Pela primeira vez no Brasil, a população está tendo que gastar mais dinheiro do orçamento familiar com transporte do que com alimentação. Os dados, coletados e processados pelo Instituto Brasileiro de Geografia e Estatística (IBGE) no período de 2018 e 2019, mostram que 18,1% das despesas vão para transporte, 17,5% para alimentação e, na liderança dos gastos, habitação, com 36,6%.
O Rio de Janeiro não se distancia da realidade nacional. Para Marcos Vieira, morador do São Bento, bairro de Duque de Caxias, na Baixada Fluminense, e estudante da Universidade do Estado do Rio de Janeiro (Uerj), os gastos com transporte público para a faculdade já o fizeram perder até prova. Por dia, Marcos precisa desembolsar R$ 17 com os ônibus de ida e volta para a universidade, que fica no Maracanã.
“Para evitar gastar tanto, tive que organizar minha grade de horário de uma forma a não precisar ir todos os dias à universidade. Em compensação, fico o dia inteiro lá. Se eu fosse para a faculdade todos os dias, como eu gostaria, comprometeria mais de 60% da bolsa permanência que recebo e não ia ter dinheiro para alimentação, livros e outros materiais de estudo”, conta o estudante.
Como morador da Baixada Fluminense, Marcos não tem direito à gratuidade em transporte público, benefício que contempla apenas estudantes da capital. O estudante aponta para um descaso que pode ser observado em outras cidades brasileiras: a falta de políticas públicas no setor de transportes. “Minha universidade é estadual, mas quem custeia esse tipo de benefício, a qual não estou incluído, é a prefeitura.

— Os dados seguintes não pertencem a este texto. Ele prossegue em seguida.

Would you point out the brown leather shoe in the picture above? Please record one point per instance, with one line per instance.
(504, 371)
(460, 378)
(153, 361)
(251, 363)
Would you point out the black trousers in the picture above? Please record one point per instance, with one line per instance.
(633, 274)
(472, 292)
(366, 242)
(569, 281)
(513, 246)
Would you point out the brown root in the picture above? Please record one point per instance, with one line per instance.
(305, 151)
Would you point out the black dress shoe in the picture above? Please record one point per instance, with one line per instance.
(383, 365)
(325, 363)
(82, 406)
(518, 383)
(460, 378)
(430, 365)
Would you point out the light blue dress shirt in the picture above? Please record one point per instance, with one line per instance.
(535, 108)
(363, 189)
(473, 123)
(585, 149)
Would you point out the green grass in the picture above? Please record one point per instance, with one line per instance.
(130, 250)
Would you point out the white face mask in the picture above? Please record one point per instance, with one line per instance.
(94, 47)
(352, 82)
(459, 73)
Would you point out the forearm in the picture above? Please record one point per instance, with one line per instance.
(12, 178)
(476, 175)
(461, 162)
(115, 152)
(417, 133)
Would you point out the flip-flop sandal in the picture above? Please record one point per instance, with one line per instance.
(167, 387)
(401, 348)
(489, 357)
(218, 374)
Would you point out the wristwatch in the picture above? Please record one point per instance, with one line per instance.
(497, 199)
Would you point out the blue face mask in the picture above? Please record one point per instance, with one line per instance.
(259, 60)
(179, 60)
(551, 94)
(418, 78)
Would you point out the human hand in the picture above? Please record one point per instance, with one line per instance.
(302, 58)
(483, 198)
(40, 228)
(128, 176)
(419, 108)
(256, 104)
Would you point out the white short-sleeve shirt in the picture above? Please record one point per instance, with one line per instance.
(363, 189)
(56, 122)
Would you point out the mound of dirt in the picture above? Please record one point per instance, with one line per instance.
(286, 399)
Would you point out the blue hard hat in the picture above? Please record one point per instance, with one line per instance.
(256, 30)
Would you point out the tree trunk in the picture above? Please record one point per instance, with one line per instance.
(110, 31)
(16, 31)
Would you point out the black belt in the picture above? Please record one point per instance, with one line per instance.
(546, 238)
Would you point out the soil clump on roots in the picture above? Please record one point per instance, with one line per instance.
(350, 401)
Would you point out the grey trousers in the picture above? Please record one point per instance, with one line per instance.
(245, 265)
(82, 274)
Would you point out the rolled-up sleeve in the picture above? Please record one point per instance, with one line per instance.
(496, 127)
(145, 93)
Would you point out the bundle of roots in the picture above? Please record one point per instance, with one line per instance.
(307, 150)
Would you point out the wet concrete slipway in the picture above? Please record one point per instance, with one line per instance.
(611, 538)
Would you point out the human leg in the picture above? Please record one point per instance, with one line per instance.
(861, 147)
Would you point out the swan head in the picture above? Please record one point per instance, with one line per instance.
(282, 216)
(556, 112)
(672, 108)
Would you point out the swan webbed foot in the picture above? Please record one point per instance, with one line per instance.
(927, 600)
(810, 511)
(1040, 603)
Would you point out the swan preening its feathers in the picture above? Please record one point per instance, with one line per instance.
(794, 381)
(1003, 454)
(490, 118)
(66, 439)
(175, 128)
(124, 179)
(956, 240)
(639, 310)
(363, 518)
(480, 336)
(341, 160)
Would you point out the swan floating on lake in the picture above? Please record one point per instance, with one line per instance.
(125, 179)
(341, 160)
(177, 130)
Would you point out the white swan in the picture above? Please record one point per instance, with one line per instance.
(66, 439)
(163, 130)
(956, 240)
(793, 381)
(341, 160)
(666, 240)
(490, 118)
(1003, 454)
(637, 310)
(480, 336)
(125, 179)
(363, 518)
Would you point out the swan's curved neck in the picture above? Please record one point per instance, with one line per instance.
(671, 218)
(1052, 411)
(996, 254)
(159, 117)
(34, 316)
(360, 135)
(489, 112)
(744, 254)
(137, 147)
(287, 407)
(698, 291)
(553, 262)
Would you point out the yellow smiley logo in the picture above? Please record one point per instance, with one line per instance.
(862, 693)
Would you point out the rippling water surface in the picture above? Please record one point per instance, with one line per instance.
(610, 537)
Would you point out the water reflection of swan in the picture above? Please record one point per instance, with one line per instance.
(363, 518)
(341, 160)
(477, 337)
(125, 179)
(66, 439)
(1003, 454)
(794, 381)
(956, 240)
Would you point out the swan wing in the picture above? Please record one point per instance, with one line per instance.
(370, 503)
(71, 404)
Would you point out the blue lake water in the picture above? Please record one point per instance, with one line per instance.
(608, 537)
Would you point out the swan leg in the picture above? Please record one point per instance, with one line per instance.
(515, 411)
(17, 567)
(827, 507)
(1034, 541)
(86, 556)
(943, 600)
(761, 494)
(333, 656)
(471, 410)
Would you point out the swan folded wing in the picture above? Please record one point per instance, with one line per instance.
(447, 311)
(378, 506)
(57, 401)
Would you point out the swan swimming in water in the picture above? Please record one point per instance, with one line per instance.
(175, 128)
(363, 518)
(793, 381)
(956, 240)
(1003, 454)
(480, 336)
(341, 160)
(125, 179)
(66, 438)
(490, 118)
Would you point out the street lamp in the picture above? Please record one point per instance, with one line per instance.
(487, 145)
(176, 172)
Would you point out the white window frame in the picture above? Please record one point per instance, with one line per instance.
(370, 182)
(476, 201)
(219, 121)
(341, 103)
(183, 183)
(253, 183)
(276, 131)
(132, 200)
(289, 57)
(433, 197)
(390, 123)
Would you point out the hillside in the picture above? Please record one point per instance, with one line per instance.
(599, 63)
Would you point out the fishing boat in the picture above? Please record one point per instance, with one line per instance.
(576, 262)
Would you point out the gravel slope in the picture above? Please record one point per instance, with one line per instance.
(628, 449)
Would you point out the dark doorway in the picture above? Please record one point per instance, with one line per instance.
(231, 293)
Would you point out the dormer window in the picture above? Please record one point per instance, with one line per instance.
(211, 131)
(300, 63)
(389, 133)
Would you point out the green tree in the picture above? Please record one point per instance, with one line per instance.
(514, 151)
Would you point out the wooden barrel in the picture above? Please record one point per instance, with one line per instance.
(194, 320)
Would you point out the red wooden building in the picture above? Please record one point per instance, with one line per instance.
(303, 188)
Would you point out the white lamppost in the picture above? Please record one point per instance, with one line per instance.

A meu ver, essa responsabilidade deveria ser do governo estadual”.
A mesma opinião é reforçada pelo pesquisador em mobilidade urbana do Instituto Brasileiro de Defesa do Consumidor, Rafael Calábria. Ele alerta para o fato de que a falta de políticas públicas que contemplem o transporte gratuito ou com tarifas mais baratas acaba afetando outros direitos garantidos ao cidadão brasileiro, como saúde e educação. Sem transporte não se pode chegar a escolas ou hospitais gratuitos.
“Os dados do IBGE, na visão do Idec, mostram o quão excludente se tornou o transporte nas maiores cidades brasileiras. Isso é resultado de um cenário que se construiu aqui, de se naturalizar um padrão em que apenas o usuário paga o transporte coletivo. Em outros países, há um cenário de estímulo de subsídio, de financiamento e de tributos para garantir o acesso a esse direito”, analisa Calábria.
A Pesquisa de Orçamentos Familiares (POF) 2017-2018 contrasta com os gastos que o brasileiro tinha com transporte no passado. Na década de 1970, por exemplo, o Estudo Nacional de Despesa Familiar (ENDEF) informa, segundo o IBGE, 11,2% do orçamento das famílias estavam comprometidos com gastos em transporte.